Except for a half-page promissory note that included no repayment schedule and a check showing repayment at 6% interest, he declined to produce any paperwork reflecting the transactions. In a statement issued after publication of The News' story, he said: "I did no more than arrange an introduction so the parties could decide on the merits whether the product fit their needs and sale capabilities. I understand that no business was ever done between Israel and Xenonics as result of that meeting or at any other time.
"I did nothing else in this matter - not another meeting, not another conversation, not seeking an earmark, not helping with any grant."
Here are relevant sections of the House Ethics Manual: "Members and employees of the House are frequently approached by individuals or organizations seeking assistance for business undertakings. Obtaining information for constituents regarding government contracts and services, as well as helping them deal with government regulations, is an important aspect of a Member's representational duties."
That gives officials leeway in serving business constituents.
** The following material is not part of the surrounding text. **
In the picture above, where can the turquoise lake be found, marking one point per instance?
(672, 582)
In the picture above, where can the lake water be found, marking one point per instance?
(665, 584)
But the manual goes on to warn:
"Members and staff should also avoid becoming too closely affiliated with a particular enterprise, to prevent any appearance that they are accruing benefits 'by virtue of influence improperly exerted from [their] position in Congress.'"
Owning an interest in a firm would seem to fall under the rubric of "becoming too closely affiliated with a particular enterprise." That's why Ackerman owes New Yorkers the complete picture.